Selection of Energy Storages for Damping Control

[0040] With reference to FIG. 4, in which the power grid 6 with which the microgrid 1 is connected at the PCC 7 is another microgrid, the network controller 4 which controls both microgrids 1 and 6 calculates reference values for energy storages 2 of both microgrids 1 and 6, resulting in the selection of the second energy storage 2b of microgrid 1 and the third energy storage 2c of the power grid 6 for an inter area mode oscillation damping measured at the two remote locations RL1 and RL2 on either side of the PCC 7. The action performed by the second and third energy storages 2a and 2c could for instance be change in power injection at different frequencies, as illustrated in FIG. 5.

[0041] With reference to FIGS. 6 and 7, method embodiments of the present invention, performed in/by the network controller 4 or any or each of the storage controllers 3 are presented below.

[0042] FIG. 6 is a flow chart illustrating a method performed by a network controller 4 of the electrical power microgrid 1 comprising a plurality of energy storages 2. Each energy storage is associated with (controlled by) a respective storage controller 3. The method comprises receiving S1 information about a measurement made at a remote location RL in the microgrid. The method also comprises obtaining S2 respective participation factors in respect of the remote location for each of at least a first energy storage 2a and a second energy storage 2b of the plurality of energy storages. The method also comprises obtaining S3 respective states of charge of each of said at least first and second energy storages, to ensure the calculated S4 reference values based on system disturbance and participation factor of the storage can be archived (otherwise they are adjusted accordingly). The method also comprises, for each of the at least first and second energy storages 2a or 2b, calculating S4 a reference value for the energy storage and sending S5 the reference value to the storage controller 3a or 3b with which the energy storage is associated.
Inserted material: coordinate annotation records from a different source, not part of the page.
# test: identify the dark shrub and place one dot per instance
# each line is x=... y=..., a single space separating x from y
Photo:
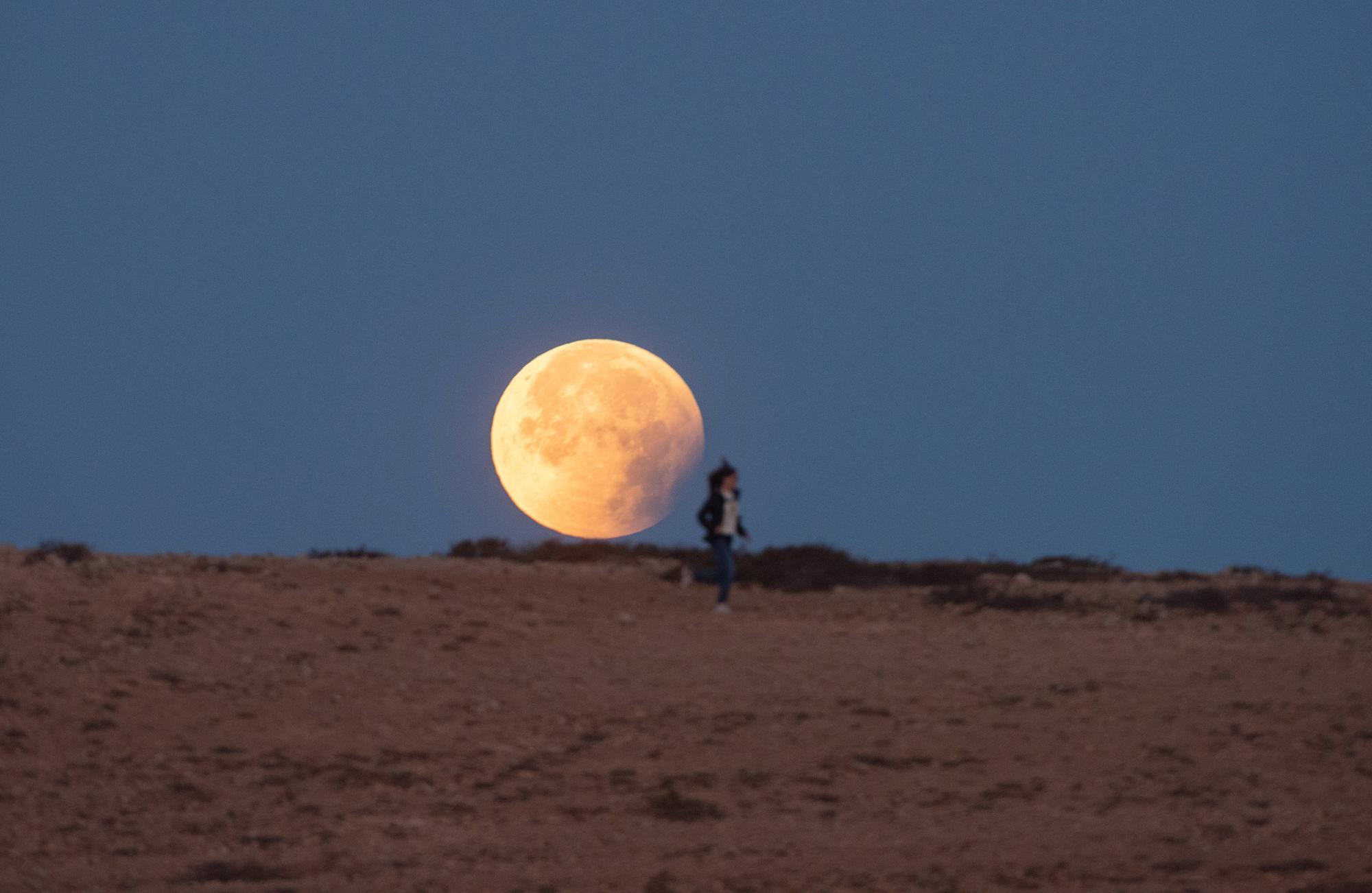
x=362 y=552
x=69 y=553
x=1072 y=570
x=673 y=807
x=485 y=548
x=1252 y=570
x=979 y=597
x=1203 y=600
x=230 y=872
The calculating S4 comprises calculating the reference value based on the obtained S2 participation factors and the obtained S3 states of charge.

[0043] FIG. 7 is a flow chart illustrating a method performed by a storage controller 3 associated with an energy storage 2 in the electrical microgrid 1. The method comprises controlling S11 the energy storage based on a preset reference value. The method also comprises, from a network controller 4 of the microgrid, receiving S12 an updated reference value. The method also comprises receiving S13 information about a measurement made at a local location LL. The method also comprises adjusting S14 the preset reference value based on both the received S12 updated reference value and the received S13 measurement information. The method also comprises controlling S15 the energy storage based on the adjusted S14 reference value.

[0044] The present disclosure has mainly been described above with reference to a few embodiments. However, as is readily appreciated by a person skilled in the art, other embodiments than the ones disclosed above are equally possible within the scope of the present disclosure, as defined by the appended claims.